Can't pickle local object when multiprocessing with pool.map


I am trying to use multiprocessing with the python Pool function, using functools.partial to input several arguments with constant value into the pool.map command (i.e the first argument is the only varying).

The issue is that when I run the code I get the following error and I don't know how why or how to solve it:

AttributeError: Can't pickle local object 
    'get_MAX_SNR_for_eventdata_file.<locals>.get_SNR_multiprocess'

I don't know why it cannot pickle an object.
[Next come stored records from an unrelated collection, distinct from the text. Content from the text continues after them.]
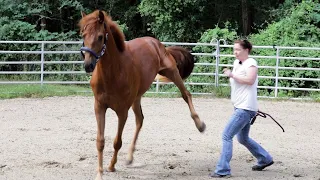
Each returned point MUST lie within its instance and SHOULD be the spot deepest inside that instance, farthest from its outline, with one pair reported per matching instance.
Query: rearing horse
(123, 71)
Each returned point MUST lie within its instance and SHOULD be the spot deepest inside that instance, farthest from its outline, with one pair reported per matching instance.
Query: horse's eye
(100, 38)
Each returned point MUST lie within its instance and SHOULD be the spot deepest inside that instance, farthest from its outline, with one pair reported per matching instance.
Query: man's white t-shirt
(244, 96)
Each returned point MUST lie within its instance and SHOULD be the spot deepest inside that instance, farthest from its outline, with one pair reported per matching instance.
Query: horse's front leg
(100, 112)
(117, 143)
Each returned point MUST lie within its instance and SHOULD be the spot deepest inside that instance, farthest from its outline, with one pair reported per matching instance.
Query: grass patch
(38, 91)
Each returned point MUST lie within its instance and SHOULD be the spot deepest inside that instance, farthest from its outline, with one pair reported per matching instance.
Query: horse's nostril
(91, 66)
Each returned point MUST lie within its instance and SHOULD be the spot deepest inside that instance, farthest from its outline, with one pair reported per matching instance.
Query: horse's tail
(185, 62)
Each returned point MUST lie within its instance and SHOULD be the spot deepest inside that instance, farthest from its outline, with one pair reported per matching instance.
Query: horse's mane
(90, 22)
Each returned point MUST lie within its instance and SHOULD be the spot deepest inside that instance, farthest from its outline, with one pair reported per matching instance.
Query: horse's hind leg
(173, 74)
(136, 107)
(117, 143)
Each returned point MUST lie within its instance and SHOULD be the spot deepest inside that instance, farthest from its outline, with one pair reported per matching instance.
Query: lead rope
(264, 115)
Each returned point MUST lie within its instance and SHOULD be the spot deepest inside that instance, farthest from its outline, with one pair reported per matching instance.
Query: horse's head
(94, 32)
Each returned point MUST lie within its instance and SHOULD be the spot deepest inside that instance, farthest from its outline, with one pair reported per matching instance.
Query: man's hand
(227, 72)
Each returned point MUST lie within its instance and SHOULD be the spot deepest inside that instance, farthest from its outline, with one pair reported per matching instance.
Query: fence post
(42, 63)
(277, 73)
(217, 64)
(157, 86)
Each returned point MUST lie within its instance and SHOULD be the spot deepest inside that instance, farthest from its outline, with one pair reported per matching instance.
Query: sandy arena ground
(54, 138)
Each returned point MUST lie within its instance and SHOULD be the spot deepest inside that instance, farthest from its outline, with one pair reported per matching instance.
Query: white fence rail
(216, 55)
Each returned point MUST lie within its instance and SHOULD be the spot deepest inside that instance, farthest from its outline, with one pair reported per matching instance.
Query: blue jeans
(239, 124)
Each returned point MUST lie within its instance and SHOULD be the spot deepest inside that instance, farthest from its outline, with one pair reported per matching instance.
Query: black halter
(103, 49)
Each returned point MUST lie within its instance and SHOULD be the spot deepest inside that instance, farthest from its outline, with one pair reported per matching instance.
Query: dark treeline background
(167, 20)
(272, 22)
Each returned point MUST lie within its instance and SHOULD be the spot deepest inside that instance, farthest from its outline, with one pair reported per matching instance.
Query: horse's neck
(110, 65)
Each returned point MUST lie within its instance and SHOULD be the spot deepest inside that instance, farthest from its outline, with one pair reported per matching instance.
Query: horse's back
(146, 53)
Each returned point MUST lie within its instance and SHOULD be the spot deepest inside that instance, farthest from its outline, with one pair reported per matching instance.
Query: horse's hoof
(129, 162)
(203, 127)
(110, 169)
(99, 176)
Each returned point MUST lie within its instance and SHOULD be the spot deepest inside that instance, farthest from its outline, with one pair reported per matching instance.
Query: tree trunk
(246, 17)
(43, 23)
This is the code (which is inside a top-level function):

def get_SNR_multiprocess(binning, event_data, energy_interval, tstart, tstop, trigger_time):
    """ This function just changes the order of arguments to be able to use partial"""
    SNR=get_max_SNR_est(event_data, energy_interval, binning, tstart, tstop, trigger_time)
    return SNR

pool=multiprocessing.Pool(processes=4)

for i in range(len(energybands)-1):
    energy_interval=[energybands[i],energybands[i+1]]
    partial_func=partial(get_SNR_multiprocess, event_data=event_data, 
                         energy_interval=energy_interval, tstart=tstart, tstop=tstop, 
                         trigger_time=trigger_time)
    SNRlist=pool.map(partial_func,timescales)
pool.close()

I get a hint that the problem might have to do with the fact that only functions defined at top-level of a module can be pickled, according to What can be pickled?. However, I cannot figure out exactly the problem in my code, or how to solve it.
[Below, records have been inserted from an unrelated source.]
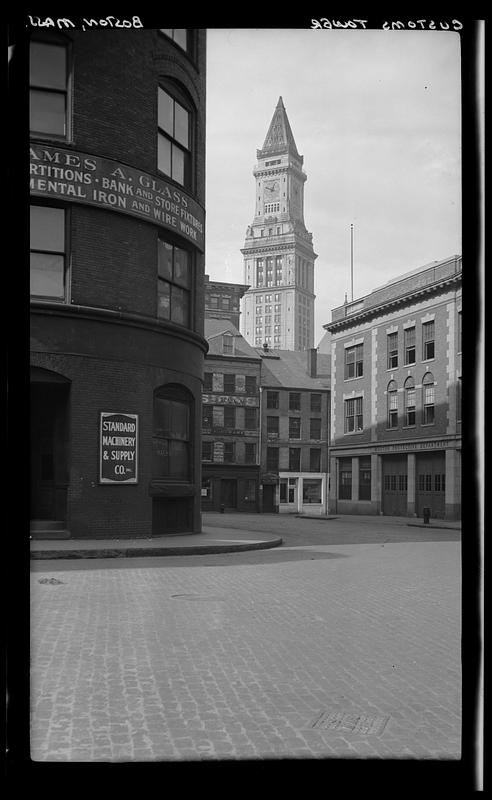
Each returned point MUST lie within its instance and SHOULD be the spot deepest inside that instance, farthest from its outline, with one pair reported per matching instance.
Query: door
(430, 484)
(395, 486)
(269, 498)
(49, 451)
(228, 493)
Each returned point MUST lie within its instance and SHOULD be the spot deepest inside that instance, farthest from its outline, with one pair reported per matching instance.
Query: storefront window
(311, 490)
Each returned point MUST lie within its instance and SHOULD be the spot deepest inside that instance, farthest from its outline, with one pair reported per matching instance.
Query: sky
(376, 115)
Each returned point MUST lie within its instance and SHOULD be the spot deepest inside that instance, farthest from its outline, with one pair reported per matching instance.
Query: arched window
(172, 433)
(175, 120)
(428, 399)
(409, 402)
(392, 392)
(49, 70)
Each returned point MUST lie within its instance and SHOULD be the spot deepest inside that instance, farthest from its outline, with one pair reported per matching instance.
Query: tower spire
(279, 137)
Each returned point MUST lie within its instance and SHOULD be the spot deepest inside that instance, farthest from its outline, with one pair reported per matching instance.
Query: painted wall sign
(83, 178)
(229, 399)
(118, 448)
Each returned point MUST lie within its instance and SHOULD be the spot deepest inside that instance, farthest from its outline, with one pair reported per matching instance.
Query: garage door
(431, 484)
(395, 485)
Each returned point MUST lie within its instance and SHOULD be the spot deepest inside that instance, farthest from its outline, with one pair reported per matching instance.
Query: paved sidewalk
(211, 540)
(312, 651)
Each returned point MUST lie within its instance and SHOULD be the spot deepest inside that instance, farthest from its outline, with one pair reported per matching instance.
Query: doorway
(228, 493)
(48, 451)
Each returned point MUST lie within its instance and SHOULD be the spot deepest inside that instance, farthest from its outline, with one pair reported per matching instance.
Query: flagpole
(352, 259)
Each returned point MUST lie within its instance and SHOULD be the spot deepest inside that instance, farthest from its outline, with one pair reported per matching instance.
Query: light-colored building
(278, 308)
(295, 425)
(396, 397)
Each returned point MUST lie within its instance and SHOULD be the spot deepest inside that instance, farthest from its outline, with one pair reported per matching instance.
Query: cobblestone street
(311, 651)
The function get_max_SNR_est in the code is a function defined in the same script and returns a value. This function is dependant on other function of the same script (which depends on another and so on...).

Just FYI, the code works without multiprocessing using a for loop, like:

SNRlist=[]
for i in range(len(energybands)-1):
    energy_interval=[energybands[i],energybands[i+1]]
    for binning in timescales:
        SNR=get_max_SNR_est(event_data, energy_interval, binning, tstart, tstop, 
                            trigger_time)
        SNRlist.append(SNR)

Edit: I forgot to put that the code that I am showing here is already in a function. Based on @martineau's comment I took the function get_SNR_multiprocessing out of the aforementioned function, which solves the issue of pickling (see answer).


Solution

  • Thanks to @martineau's comment I found a solution for this issue. As I mentioned later in the edit of the questions, the code that I am showing here is already in a function. I took the function get_SNR_multiprocessing out of the aforementioned function, which solves the issue of pickling. The new code (where I am showing the function that contained the code shown above) looks like this:

    def get_SNR_multiprocess(binning, event_data, energy_interval, tstart, tstop, trigger_time):
        """ This function just changes the order of arguments to be able to use functools.partial for multiprocessing"""
        SNR=get_max_SNR_est(event_data, energy_interval, binning, tstart, tstop, trigger_time)
        return SNR
    
    def get_MAX_SNR_for_eventdata_file(event_data, energybands, timescales, tstart, tstop, trigger_time):
        """
        Gives the maximum SNR of all timescales and energybands given for a given event_data file
        """ 
        SNRlist=[]
        for i in range(len(energybands)-1):
            energy_interval=[energybands[i],energybands[i+1]]
    
            with multiprocessing.Pool(processes=4) as pool:
                partial_func=partial(get_SNR_multiprocess, event_data=event_data, energy_interval=energy_interval, tstart=tstart, tstop=tstop, trigger_time=trigger_time)
                SNRlist=pool.map(partial_func,timescales)
    
    

    Unfortunately, this method takes the same time as the original method with a for loop.